Further, the step S1 includes the following substeps:

s1.1, decomposing an AUV cluster optimization control problem into a plurality of subtasks, wherein each subtask is focused on a part of decision-making process in the AUV cluster, and determining an agent corresponding to each subtask;

current Q function of subtaskThe method comprises the following steps:

；（1）

wherein,is in the time stepThe return that is obtained is that,is in the state of being a state,is to take an action such as to take,is the current state of the device and is,is the current action to be taken,is the expected value;

predictive Q function for subtasksThe method comprises the following steps:

；（2）

wherein,is a time stepIs a bonus of (1),is a discount factor that is used to determine the discount,andthe next state and action, respectively;

s1.2, designing a reinforcement learning hierarchical structure, wherein a high-level agent is used for formulating a long-term strategy target, namely a high-level strategy, and a low-level agent is used for being responsible for specific action execution;

q value function of high-level policyThe method comprises the following steps:

；（3）

wherein,in order to be a subtask or an option,subtasks or options for the current time t;

s1.3, parallel training: aiming at each subtask, independently training an agent to accelerate the learning process;

s1.4, sub-strategy learning: each agent learns the sub-strategy by interacting with the ocean environment and optimizes the sub-strategy by using a reinforcement learning algorithm, and in the strategy optimization iteration process, a subtask or a high-level strategy value function needs to be updated to meet a Bellman equation;

the expression of the Q value function of the update subtask is as follows:

；（4）

wherein,is the rate of learning to be performed,is a reward for the user and,is a possible action in the new state,is to take actionNew state arrived at later.

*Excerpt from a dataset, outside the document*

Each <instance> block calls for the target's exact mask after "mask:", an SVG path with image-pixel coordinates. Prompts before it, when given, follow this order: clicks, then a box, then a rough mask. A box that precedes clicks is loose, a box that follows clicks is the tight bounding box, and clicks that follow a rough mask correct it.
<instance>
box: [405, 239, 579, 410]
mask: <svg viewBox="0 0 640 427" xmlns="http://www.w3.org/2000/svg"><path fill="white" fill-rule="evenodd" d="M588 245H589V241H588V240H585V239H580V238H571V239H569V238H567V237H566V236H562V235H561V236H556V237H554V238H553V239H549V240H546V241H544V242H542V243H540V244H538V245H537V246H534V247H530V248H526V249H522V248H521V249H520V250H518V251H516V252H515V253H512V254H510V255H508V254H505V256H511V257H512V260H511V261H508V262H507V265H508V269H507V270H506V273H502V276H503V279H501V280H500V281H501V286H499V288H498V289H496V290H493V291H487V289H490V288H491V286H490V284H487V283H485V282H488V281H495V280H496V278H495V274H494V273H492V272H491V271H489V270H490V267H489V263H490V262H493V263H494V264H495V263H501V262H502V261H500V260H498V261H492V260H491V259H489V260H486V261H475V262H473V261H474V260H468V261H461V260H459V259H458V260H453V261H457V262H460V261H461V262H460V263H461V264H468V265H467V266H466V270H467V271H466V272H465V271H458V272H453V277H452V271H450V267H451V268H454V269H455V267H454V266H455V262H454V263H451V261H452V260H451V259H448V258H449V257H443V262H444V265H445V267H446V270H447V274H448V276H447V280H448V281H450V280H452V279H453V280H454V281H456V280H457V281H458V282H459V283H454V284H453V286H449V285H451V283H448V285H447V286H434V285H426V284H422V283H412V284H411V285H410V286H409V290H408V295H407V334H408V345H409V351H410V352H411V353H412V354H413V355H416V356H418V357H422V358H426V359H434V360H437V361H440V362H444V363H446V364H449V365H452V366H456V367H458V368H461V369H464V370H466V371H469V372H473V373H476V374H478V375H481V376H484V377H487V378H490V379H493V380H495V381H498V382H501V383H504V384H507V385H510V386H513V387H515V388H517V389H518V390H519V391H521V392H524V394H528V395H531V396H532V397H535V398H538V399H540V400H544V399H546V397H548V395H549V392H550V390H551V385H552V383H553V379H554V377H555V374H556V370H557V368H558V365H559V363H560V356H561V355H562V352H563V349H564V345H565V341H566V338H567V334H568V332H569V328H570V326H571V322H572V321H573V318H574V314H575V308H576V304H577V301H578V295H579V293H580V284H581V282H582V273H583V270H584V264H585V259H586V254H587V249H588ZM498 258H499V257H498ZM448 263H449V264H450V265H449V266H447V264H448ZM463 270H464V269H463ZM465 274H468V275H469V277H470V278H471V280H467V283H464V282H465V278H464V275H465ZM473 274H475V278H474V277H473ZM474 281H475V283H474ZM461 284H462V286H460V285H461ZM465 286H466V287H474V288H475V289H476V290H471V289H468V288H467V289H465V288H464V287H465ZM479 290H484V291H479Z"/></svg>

S1.5, further adjusting the optimized sub-strategy through the multi-agent cooperative strategy, wherein in the sub-strategy adjustment, an option model is used: with one triplet for each sub-policyIs expressed by, whereinIs an optionA set of states that can be initiated up,is atOptionsThe following strategy,is in a state ofLower optionProbability of termination;

when an option is executed, the agent learns not only when to switch options, but also the optimal behavior inside each option, and the Q-value function expression of subtask after the execution of option o is:

（5）。

further, S2 comprises the following sub-steps:

s2.1, searching the position and the speed of an AUV cluster center according to a target with the lowest energy consumption based on a clustering algorithm of graph theory;

s2.2, acquiring the motion trail of each AUV, performing collision judgment once every t moments, if collision occurs, executing the step S2.3, otherwise, executing the step S2.4;

s2.3, introducing a penalty function, calculating, and searching the position and the speed of the AUV cluster center meeting the conditions again;

s2.4, checking the generated AUV motion tracks, if no collision occurs in the whole path, executing the step S2.5, otherwise, returning to the step S2.3 for recalculation;

s2.5, updating the motion trail in real time until each AUV reaches the end point, and generating a plurality of motion trail of each AUV under the condition of no collision;

s2.6, performing energy consumption calculation on all motion tracks of each AUV under the condition that collision does not occur, selecting one motion track with the lowest energy consumption, calculating the lowest energy consumption of the AUV cluster as a cluster cooperative operation strategy.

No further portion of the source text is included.